Ordo vs. Bayeselo

Discussion of chess software programming and technical issues.

Moderator: Ras

Modern Times
Posts: 3706
Joined: Thu Jun 07, 2012 11:02 pm

Re: Ordo vs. Bayeselo

Post by Modern Times »

Daniel Shawul wrote:
Modern Times wrote:
Daniel Shawul wrote:Kai, I think you simply don't want to accept the need for scaling. Here is my post trying to convince CCRL to go back to using calculated scale.
CCRL are dropping "scale 1" and going back to default scaling.
Thanks Ray for confirming that.

God knows if it is the right thing to do or not. I'm not qualified to judge myself, and even the experts don't agree.
Michel
Posts: 2292
Joined: Mon Sep 29, 2008 1:50 am

Re: Ordo vs. Bayeselo

Post by Michel »

I see a problem with the "default" ratings. 200 points difference in Bayeselo default ratings do not predict 75% performance
Stop spouting this nonsense. I just did the calculation for drawelo=200 (fairly large) and the default scale 0.730126. Then one obtains that a 200 point rating difference computed by BayesElo corresponds to a score of 0.7717 which for the logistic distribution corresponds to 210 elo which is close enough for such a high elo difference.

For smaller elo differences or smaller values of drawelo the differences between BayesElo and logistic are almost invisible.

I added a graph for the elo/score relation for default scaled BayesElo (red) and logistic (blue) for drawelo=200.

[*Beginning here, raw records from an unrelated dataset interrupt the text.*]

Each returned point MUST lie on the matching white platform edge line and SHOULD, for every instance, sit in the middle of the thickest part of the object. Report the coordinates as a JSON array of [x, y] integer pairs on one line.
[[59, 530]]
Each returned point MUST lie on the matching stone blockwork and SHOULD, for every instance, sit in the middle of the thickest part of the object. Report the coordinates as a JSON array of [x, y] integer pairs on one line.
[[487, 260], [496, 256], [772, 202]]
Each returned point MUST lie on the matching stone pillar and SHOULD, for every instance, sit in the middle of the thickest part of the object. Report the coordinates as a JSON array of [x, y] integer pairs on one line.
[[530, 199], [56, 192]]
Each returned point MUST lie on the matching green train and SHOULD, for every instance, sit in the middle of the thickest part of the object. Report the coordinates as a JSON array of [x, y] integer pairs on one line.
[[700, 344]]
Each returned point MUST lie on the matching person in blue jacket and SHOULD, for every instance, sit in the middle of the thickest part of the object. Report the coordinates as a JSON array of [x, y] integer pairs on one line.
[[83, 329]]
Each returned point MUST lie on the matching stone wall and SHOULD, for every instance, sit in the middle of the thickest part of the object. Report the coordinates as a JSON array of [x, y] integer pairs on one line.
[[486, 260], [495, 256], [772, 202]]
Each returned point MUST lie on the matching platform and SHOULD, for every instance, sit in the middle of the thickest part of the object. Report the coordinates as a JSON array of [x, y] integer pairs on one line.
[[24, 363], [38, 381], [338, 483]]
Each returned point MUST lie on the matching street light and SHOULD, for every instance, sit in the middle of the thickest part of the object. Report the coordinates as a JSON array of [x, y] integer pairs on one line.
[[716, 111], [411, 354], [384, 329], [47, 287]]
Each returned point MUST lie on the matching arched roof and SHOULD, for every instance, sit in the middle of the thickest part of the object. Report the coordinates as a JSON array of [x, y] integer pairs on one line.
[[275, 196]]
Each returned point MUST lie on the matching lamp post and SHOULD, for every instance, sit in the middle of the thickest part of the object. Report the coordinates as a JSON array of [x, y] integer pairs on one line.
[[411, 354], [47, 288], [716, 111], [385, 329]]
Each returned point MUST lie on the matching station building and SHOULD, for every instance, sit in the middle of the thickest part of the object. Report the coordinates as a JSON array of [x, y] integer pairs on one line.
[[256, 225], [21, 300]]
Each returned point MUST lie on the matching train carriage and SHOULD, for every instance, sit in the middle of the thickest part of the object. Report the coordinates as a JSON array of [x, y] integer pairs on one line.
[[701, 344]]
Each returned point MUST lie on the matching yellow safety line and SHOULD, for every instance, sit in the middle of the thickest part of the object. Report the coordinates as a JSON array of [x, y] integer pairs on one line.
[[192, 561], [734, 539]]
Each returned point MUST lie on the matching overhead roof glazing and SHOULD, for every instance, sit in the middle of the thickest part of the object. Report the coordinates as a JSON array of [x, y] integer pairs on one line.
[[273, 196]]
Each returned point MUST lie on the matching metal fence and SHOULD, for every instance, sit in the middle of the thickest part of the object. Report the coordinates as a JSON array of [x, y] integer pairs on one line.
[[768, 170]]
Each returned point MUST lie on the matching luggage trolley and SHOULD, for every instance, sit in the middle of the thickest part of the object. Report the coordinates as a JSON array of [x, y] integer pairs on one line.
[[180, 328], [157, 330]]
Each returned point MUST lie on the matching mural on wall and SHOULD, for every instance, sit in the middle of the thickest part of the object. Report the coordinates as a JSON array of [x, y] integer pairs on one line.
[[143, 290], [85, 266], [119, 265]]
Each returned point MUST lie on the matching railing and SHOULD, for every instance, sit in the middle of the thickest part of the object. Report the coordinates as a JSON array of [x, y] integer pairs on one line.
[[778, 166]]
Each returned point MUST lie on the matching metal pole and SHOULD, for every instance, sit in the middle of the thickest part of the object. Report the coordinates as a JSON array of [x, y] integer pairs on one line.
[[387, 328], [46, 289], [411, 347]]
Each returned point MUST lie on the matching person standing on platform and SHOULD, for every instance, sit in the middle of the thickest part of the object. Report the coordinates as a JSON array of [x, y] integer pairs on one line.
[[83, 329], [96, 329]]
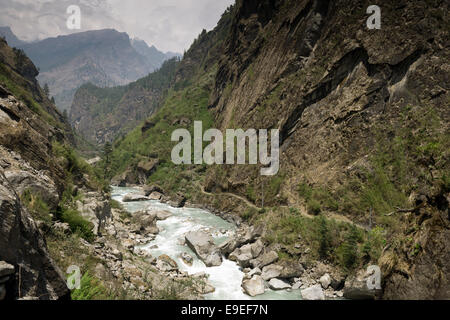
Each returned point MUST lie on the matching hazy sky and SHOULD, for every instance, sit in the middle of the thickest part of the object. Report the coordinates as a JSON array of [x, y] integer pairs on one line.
[[170, 25]]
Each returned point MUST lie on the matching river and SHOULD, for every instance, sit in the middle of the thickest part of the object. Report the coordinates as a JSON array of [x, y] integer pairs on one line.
[[227, 277]]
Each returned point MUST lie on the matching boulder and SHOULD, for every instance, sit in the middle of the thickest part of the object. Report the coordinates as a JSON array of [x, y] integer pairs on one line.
[[187, 259], [163, 215], [356, 287], [26, 247], [253, 272], [166, 263], [313, 293], [148, 190], [134, 197], [271, 271], [325, 281], [203, 245], [277, 284], [155, 196], [253, 286], [6, 269], [264, 260]]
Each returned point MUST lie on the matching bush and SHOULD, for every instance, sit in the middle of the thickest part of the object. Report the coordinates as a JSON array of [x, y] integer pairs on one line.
[[77, 223], [90, 289]]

http://hardy.uhasselt.be/Toga/elo_score.png


Now I am wondering why I am wasting all this precious my time on you since I already said that the logistic and the scaled bayeselo performance graph are almost the same... You simply refuse to read.
Last edited by Michel on Mon Oct 01, 2012 5:35 pm, edited 1 time in total.
Daniel Shawul
Posts: 4186
Joined: Tue Mar 14, 2006 11:34 am
Location: Ethiopia

Re: Ordo vs. Bayeselo

Post by Daniel Shawul »

Modern Times wrote:
Daniel Shawul wrote:
Modern Times wrote:
Daniel Shawul wrote:Kai, I think you simply don't want to accept the need for scaling. Here is my post trying to convince CCRL to go back to using calculated scale.
CCRL are dropping "scale 1" and going back to default scaling.
Thanks Ray for confirming that.

God knows if it is the right thing to do or not. I'm not qualified to judge myself, and even the experts don't agree.
Then why do you change it? Indeed you are not qualified to judge. Let the author of the tool make the judgement. Sure he is the expert of his tool , no? Also one would expect CCRL to have been loyal since one of the points of CEGT - CCRL split was to use bayeselo efficiently? CEGT still uses EloStat. I for one think you made the right decision just now i.e if you don't wobble and go back again...
Daniel Shawul
Posts: 4186
Joined: Tue Mar 14, 2006 11:34 am
Location: Ethiopia

Re: Ordo vs. Bayeselo

Post by Daniel Shawul »

I respect Kai, but he is deliberately ignoring facts. So it is indeed better no to waste time arguing this. People want to see what they want to see..
Modern Times
Posts: 3706
Joined: Thu Jun 07, 2012 11:02 pm

Re: Ordo vs. Bayeselo

Post by Modern Times »

Bayeselo is a better tool than Elostat. No reason whatsoever to use EloStat instead of Bayeselo.
User avatar
Laskos
Posts: 10948
Joined: Wed Jul 26, 2006 10:21 pm
Full name: Kai Laskos

Re: Ordo vs. Bayeselo

Post by Laskos »

Michel wrote:
I see a problem with the "default" ratings. 200 points difference in Bayeselo default ratings do not predict 75% performance
Stop spouting this nonsense. I just did the calculation for drawelo=200 (fairly large) and the default scale 0.730126. Then one obtains that a 200 point rating difference computed by BayesElo corresponds to a score of 0.7717 which for the logistic distribution corresponds to 210 elo which is close enough for such a high elo difference.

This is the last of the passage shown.